From Corwin Fee's perspective, it's about time farmers who have practiced conservation for years begin to reap some rewards. Fee, of Knoxville, IA, grows corn and soybeans and has a cow-calf herd among the rolling hills of southern Iowa.

“I'm not just an environmentalist, I'm a steward of the land, and I think the land needs to be productive,” says Fee. “There's so much hunger and so many things we can do, we need to keep the land productive. My father-in-law, Lowell Johnson, was a conservationist and environmentalist before me, so I've kept up that tradition.”

Fee says 100% of his farmland is under some type of conservation practice. He has implemented terraces, contour farming, and strip-crop farming, as well as an intensive grazing system. In addition, 100% of his corn and soybean acres are no-till.

“Those who have been using conservation practices shouldn't be penalized. We've been penalized by the past several farm bills,” Fee says. “The farm programs reward the person who stresses production over the environment and I think this program looks like a chance to change that focus and at least put an equal focus on environmental and production techniques.”

He's developed a thick skin over the years, from 30 years ago when he and his father-in-law implemented no-till and were called “trash farmers” by neighbors, to more recent reductions in conservation programs. He's hoping CSP is a step in the right direction.

“I feel no guilt whatsoever having our urban neighbors and friends help pay us for what we're doing because they (benefit from) it. We have cleaner water, we keep our land where it's supposed to be — not going down into the Gulf of Mexico — and we're still producing a very cheap, safe food product.”

There is some concern about the viability of the program. Authorized for the next seven years, it isn't subject to appropriations from Congress each year. However, McBeth says, the administration can delay its implementation or Congress can scale back implementation with rider language.

“In a time when federal government surpluses are pretty much gone for the next budget period, the budget hawks are looking to pinch pennies wherever they can,” he says. “Some folks could determine conservation programs are one area where they could spend less. There's some concern, but there's a lot of support for the program, too.”

Three Tiers For Base Payments

Here's a look at the three-tiered approach that will be used when offering base payments.

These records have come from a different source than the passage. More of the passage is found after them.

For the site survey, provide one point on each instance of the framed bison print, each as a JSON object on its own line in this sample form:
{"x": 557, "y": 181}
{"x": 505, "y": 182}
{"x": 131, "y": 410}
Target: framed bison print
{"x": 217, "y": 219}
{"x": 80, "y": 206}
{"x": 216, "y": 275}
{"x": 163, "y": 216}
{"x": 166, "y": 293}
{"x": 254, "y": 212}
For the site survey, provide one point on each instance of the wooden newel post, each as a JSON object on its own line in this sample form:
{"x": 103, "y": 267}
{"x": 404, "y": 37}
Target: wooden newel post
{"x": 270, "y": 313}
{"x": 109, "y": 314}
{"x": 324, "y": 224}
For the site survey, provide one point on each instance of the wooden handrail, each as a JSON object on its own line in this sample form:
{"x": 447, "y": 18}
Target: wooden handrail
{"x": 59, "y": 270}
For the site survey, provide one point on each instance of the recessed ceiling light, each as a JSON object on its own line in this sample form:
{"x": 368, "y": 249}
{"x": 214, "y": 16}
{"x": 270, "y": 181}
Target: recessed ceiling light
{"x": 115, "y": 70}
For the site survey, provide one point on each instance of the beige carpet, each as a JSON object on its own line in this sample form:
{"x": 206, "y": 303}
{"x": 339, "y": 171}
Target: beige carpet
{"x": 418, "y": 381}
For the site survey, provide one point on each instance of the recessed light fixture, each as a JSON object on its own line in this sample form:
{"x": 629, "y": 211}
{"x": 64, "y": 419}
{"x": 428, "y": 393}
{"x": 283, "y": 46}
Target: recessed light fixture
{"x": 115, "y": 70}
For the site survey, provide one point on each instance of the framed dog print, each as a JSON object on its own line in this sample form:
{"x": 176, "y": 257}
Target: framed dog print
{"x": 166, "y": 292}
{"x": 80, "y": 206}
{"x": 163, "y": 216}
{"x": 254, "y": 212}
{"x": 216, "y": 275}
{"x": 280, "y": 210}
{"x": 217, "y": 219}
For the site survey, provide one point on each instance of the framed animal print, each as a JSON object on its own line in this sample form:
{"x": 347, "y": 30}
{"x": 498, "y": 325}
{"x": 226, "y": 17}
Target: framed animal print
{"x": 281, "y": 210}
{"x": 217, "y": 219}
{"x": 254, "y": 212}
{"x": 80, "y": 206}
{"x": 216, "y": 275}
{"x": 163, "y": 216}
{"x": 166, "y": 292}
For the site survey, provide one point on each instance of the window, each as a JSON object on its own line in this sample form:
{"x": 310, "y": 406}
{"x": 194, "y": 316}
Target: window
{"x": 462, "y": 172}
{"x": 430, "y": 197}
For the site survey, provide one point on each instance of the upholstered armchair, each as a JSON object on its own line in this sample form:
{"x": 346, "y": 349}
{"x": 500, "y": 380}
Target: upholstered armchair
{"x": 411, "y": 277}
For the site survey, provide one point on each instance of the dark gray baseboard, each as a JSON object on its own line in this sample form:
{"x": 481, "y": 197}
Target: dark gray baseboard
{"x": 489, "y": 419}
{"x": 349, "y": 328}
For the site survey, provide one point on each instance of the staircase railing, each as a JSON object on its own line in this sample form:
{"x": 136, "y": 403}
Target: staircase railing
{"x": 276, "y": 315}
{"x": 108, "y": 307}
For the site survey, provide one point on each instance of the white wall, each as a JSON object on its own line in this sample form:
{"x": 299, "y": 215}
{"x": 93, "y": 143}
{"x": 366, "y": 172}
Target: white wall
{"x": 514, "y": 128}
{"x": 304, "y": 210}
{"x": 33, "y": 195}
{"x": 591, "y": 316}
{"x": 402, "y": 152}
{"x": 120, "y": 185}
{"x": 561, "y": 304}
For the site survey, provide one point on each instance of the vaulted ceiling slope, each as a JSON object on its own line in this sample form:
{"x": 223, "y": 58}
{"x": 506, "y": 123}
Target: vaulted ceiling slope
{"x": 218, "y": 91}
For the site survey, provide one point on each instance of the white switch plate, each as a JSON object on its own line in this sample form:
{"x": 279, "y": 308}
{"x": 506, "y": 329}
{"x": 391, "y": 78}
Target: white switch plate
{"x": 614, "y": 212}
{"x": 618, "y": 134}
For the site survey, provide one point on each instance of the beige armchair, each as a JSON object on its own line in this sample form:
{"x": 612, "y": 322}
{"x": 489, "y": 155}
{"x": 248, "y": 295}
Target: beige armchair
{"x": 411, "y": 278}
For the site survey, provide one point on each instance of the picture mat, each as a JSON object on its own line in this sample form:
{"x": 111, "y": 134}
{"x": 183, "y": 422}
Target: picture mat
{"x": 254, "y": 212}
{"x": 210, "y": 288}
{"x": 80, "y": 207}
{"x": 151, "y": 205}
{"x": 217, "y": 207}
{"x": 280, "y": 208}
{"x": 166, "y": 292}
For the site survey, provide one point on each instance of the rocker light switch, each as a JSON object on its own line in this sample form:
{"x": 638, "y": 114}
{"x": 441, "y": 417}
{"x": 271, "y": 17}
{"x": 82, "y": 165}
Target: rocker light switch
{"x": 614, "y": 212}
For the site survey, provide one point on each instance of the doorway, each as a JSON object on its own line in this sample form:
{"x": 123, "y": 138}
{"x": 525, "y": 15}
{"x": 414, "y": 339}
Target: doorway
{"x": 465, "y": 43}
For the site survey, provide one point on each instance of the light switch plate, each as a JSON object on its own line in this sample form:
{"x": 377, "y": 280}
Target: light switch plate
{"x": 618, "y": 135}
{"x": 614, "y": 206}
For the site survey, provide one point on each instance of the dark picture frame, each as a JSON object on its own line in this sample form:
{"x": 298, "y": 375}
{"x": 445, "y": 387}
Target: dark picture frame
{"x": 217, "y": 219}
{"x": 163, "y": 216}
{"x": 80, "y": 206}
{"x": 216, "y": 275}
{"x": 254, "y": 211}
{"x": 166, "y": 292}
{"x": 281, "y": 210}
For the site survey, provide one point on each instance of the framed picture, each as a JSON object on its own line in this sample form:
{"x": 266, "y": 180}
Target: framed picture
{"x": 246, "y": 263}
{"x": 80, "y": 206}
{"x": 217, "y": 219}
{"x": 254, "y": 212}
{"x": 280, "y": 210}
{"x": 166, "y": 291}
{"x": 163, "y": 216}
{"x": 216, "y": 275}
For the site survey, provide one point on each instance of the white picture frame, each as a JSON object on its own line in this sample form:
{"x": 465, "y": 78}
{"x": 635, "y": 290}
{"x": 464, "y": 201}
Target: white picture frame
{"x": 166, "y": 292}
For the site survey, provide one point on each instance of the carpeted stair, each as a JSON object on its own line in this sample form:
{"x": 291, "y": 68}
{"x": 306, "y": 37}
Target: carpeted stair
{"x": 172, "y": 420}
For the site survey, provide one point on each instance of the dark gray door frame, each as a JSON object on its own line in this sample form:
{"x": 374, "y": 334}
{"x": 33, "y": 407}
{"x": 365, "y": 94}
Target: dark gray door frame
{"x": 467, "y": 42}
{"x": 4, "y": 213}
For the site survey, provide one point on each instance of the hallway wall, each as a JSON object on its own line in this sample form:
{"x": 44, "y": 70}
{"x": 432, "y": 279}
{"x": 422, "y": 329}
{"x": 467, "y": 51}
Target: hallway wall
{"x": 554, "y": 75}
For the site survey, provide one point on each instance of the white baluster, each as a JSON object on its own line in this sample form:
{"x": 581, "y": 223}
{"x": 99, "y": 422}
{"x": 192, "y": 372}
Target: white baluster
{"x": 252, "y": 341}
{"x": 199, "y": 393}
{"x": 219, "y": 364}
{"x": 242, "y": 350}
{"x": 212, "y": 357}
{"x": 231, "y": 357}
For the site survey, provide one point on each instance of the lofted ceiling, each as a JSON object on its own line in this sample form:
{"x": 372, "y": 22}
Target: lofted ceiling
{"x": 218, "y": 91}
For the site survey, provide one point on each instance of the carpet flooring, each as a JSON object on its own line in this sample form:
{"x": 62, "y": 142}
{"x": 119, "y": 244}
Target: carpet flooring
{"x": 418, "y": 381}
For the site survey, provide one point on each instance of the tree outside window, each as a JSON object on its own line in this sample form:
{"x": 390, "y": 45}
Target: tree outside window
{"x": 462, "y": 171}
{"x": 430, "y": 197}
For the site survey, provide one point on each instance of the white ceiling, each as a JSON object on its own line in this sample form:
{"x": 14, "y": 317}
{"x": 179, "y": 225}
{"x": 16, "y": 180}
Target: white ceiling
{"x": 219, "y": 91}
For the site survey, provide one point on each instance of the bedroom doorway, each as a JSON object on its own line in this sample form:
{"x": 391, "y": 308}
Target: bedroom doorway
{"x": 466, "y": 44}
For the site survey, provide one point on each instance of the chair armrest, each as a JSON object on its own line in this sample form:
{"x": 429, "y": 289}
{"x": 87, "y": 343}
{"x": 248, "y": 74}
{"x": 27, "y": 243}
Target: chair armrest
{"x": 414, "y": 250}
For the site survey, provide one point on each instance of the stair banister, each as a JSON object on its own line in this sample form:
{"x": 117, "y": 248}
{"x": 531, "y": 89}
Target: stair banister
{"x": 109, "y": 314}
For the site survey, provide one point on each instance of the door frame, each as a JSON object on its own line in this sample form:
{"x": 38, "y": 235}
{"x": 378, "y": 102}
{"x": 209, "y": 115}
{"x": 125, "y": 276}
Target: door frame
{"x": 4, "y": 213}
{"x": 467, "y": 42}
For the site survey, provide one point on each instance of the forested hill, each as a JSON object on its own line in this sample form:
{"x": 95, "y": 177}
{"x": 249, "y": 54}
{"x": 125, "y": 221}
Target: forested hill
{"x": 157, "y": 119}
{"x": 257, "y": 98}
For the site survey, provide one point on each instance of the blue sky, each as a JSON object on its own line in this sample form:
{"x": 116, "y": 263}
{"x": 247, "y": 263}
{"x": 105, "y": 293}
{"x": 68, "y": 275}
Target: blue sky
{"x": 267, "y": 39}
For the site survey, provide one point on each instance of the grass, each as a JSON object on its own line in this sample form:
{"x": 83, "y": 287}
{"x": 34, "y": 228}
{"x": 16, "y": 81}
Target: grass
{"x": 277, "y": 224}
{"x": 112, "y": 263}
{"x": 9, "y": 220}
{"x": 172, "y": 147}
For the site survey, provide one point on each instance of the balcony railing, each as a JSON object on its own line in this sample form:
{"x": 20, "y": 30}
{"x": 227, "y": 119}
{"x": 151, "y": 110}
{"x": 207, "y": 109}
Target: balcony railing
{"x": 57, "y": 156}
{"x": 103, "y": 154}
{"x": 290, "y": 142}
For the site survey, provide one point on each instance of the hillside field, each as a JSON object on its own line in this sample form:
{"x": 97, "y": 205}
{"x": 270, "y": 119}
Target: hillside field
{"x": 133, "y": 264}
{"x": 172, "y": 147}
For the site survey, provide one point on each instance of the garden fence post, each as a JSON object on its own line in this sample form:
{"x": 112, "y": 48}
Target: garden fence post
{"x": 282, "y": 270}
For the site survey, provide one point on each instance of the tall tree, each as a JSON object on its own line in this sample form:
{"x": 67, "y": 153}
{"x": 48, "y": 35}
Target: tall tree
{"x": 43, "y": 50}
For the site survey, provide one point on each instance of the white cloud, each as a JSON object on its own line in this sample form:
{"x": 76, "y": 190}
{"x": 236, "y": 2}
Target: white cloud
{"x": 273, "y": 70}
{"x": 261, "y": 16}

  • Tier I addresses at least one natural resource concern to a non-degradation level on part of the ag operation. Base payment is 5% of either the average national rental rate for the 2001 crop year for the specific land use or another appropriate rate that ensures regional equity up to $5,000. Tier I contracts are limited to five years and $20,000 annually.

  • Tier II goes a step further; it must treat one natural resource concern to a non-degradation level and involve the entire ag operation. Base payment is 10% of either the average national rental rate for the 2001 crop year for the specific land use or another appropriate rate that ensures regional equity up to $10,500. Tier II contracts range from 5-10 years, as determined by the producer, and are limited to $35,000 annually.

  • Tier III is the highest level of conservation management; it must treat all natural resource concerns to a non-degradation level and must involve the entire ag operation. Base payment is 15% of either the average national rental rate for the 2001 crop year for the specific land use or another appropriate rate that ensures regional equity up to $13,500. Tier III contracts range from 5-10 years, as determined by the producer, and are limited to $45,000 annually.

In addition to the base payment, participants may receive up to 75% (up to 90% for beginning farmers and ranchers) of the cost of adopting or maintaining conservation practices. That's as determined by the county average costs for 2001 of conservation practice maintenance, unless a maintenance agreement exists or practices are required by conservation compliance.